The Gospel of Yes
by Mike Glenn
It’s never a good thing when an author totally misses the point of Scripture (or purposely misinterprets it) for the sake of an argument. It’s especially troubling when it forms the thesis of his entire book.
Within the very first section of The Gospel of Yes, Mike Glenn suggests that Matthew 5:37
(Let your ‘yes’ be ‘yes,’ and your ‘no,’ ‘no’) isn’t just about integrity and keeping your word. Instead, he suggests it’s about following God’s call on your life and only serving in ways that you are gifted. So, if someone asks you to help with a church dinner and your spiritual gift isn’t hospitality, then that’s a ‘no.’ But if they ask you to teach Sunday School and you are a gifted teacher, then it’s a ‘yes.’ He even goes so far as to suggest that doing anything in the ‘no’ category is demonic.
I didn’t agree with the interpretation of the verse or the application he gives, but at least I thought I knew what the book was about—discovering your spiritual gifts and using them.
Not so, my friend. He then veers in an entirely different direction, arguing that Christians have been against things for too long. We take political stances. We protest against sin. We use the 10 Commandments as weapons against people and focus on what not to do. All of this instead of being a people of ‘yes,’ who are for Christ, for God’s love, for the Bible, etc.
I agree with this to an extent. I do believe that it’s dangerous when you ask a nonbeliever to tell you what Christianity is about, and all they can tell you is what we think is wrong. Clearly then we’re not sharing the message of salvation well.
So, then I thought—this book is about how we share the message of Christ!
Still not so, my friend! He then meanders—slowly—through a long explanation of every basic Biblical passage Old and New Testament. I began to wonder, what in the world is this book actually about and when is he really going to focus on The Gospel (as suggested by the title)? He covers Peter, Gideon, Moses, Jesus’ parables, Paul, Creation, Abraham . . . if it appears in Scripture, he loosely touches on it.

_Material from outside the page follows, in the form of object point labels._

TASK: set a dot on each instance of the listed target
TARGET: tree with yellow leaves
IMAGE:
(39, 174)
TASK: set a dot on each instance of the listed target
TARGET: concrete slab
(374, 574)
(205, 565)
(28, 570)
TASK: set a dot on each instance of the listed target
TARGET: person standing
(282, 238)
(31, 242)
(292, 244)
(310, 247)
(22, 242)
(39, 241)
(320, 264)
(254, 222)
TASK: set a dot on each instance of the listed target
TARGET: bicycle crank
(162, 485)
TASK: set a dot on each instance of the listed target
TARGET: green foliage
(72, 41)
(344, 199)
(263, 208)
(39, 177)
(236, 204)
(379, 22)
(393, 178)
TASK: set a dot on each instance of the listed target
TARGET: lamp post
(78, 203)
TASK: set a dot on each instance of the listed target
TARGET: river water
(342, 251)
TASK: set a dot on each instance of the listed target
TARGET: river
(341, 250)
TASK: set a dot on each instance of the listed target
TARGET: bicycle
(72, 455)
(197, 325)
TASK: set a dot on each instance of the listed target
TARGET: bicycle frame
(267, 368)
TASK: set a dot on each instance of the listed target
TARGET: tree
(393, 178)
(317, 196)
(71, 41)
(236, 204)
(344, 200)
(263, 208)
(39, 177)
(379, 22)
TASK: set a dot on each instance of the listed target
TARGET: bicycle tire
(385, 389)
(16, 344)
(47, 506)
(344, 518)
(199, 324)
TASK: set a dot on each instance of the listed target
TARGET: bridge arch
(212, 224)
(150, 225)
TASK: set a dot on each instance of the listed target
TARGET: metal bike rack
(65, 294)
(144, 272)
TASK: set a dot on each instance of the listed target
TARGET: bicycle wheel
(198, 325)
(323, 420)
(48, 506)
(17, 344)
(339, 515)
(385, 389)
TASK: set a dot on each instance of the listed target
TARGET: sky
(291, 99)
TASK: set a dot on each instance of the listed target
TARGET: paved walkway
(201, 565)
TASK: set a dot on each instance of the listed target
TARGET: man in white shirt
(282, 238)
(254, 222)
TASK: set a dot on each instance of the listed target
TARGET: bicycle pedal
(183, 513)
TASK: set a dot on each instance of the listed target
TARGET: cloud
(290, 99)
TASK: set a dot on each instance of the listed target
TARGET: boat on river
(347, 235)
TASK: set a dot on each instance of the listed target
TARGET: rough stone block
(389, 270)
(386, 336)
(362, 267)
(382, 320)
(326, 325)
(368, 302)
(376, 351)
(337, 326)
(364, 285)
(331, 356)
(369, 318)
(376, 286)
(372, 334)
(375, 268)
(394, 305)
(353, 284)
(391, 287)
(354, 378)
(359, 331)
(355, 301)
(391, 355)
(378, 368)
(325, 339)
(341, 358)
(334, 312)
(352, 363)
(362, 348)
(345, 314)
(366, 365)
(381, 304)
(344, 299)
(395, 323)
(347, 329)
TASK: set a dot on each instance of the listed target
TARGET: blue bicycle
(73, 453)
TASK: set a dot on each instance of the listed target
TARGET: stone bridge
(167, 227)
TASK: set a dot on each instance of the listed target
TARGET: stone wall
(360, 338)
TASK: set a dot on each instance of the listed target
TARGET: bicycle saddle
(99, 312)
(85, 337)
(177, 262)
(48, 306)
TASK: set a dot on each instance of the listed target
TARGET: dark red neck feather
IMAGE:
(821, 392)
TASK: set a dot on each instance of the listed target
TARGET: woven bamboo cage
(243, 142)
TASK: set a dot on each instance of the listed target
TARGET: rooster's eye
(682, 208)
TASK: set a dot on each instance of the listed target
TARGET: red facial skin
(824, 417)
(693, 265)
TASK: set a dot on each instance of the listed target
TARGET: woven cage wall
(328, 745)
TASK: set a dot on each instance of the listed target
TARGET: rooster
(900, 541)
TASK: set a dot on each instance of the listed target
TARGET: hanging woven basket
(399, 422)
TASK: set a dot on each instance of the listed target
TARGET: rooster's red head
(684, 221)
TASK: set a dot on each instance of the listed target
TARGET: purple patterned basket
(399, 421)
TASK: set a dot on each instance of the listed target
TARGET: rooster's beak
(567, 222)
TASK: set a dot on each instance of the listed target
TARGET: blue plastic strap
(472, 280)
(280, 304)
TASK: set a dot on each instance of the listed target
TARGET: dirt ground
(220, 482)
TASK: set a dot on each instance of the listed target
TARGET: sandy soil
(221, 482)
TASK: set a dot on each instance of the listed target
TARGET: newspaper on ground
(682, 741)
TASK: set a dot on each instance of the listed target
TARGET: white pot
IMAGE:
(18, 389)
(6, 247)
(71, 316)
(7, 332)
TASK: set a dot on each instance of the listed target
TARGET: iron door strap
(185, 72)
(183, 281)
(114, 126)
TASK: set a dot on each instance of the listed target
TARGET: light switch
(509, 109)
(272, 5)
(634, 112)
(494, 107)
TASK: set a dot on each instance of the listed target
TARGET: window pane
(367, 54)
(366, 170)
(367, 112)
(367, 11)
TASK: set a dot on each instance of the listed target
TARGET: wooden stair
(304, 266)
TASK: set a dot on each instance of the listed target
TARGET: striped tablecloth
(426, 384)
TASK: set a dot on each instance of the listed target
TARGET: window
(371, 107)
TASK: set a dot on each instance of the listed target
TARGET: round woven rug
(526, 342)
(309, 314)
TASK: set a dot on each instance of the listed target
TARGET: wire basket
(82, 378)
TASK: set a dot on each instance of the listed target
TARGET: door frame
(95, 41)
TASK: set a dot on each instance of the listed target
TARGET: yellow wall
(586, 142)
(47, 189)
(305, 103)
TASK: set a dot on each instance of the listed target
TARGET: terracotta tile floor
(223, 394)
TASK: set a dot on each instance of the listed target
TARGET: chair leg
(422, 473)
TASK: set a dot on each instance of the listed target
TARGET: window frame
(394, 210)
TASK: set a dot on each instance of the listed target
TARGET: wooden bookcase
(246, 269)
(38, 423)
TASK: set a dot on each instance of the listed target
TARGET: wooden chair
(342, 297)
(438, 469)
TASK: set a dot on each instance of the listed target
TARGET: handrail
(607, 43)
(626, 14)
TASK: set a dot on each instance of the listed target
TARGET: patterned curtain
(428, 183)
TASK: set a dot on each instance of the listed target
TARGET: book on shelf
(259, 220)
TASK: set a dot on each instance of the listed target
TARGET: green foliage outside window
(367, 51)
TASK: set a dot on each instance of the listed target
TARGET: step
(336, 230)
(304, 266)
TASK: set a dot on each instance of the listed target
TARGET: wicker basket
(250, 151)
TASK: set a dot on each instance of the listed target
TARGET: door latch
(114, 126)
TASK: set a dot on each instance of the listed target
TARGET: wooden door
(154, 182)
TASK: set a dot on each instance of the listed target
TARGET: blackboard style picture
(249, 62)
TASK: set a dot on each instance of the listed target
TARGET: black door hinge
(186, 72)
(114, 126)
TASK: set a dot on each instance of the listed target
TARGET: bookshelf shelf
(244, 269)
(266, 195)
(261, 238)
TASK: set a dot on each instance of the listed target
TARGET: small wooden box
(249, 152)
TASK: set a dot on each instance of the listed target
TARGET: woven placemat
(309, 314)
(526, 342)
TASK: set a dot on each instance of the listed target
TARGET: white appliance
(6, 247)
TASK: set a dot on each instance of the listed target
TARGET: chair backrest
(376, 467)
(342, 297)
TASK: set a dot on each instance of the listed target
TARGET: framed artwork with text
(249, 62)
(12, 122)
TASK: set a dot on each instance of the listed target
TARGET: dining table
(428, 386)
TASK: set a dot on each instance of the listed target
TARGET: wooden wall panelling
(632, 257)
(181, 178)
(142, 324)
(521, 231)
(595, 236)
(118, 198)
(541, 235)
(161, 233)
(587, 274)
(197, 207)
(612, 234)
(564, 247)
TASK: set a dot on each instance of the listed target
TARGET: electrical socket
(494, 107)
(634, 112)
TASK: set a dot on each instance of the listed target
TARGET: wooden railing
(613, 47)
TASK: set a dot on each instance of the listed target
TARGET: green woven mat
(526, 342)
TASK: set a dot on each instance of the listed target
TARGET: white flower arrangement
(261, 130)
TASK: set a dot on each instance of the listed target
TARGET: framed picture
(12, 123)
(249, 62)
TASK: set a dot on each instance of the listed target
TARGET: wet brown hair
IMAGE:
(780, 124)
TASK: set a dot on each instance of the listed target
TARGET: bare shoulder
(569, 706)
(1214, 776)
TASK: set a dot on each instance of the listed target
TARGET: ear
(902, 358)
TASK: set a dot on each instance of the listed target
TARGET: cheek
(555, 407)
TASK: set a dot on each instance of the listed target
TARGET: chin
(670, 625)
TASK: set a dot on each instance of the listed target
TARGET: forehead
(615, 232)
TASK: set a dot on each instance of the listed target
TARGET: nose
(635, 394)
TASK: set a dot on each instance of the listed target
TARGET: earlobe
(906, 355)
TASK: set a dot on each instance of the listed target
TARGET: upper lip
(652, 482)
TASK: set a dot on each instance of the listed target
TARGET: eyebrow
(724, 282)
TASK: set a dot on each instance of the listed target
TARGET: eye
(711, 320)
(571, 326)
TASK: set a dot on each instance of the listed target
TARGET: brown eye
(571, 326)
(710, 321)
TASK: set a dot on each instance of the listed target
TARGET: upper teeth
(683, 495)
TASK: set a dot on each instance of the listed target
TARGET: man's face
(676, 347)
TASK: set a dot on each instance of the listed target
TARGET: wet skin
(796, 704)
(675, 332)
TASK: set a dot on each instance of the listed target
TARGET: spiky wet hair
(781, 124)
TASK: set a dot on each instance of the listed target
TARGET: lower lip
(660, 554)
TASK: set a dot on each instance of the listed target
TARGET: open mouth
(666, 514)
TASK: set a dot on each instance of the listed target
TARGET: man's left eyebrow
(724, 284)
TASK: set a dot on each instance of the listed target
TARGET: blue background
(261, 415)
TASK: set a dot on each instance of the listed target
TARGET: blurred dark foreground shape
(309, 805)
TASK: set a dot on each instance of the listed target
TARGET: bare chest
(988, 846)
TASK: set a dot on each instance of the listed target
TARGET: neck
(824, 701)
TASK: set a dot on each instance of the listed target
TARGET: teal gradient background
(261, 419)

And loosely is part of the problem. It was all of the big stories from Scripture that we’ve heard a million times before without anything really interesting to say. The most he does is retell the same-old same-old and then spin it so that it shows how God was saying ‘yes’ to that person rather than ‘no.’
By the end of the book, he tries to return to both the spiritual gifts issue and the Christian church being for rather than against things. By then, I couldn’t tell a single person who asked me what this book is actually about. It’s about anything and everything that popped into the author’s head at any point it occurred to him.
As a high school English teacher, I made my students subject their work to an outline after their papers were completed. If they couldn’t re-order their ideas into a logical chain, making sure points A and B actually had anything to do with C, then they had to rework their paper. Unfortunately, this book completely fails the outline test.
The subtitle promises that this one truth he is going to share “changes everything.” Not so, my friend. Not so.
I received this book free from the publisher. I was not required to write a positive review and the opinions I have expressed are my own. I am disclosing this in accordance with the Federal Trade Commission’s 16 CFR, Part 255 : “Guides Concerning the Use of Endorsements and Testimonials in Advertising.”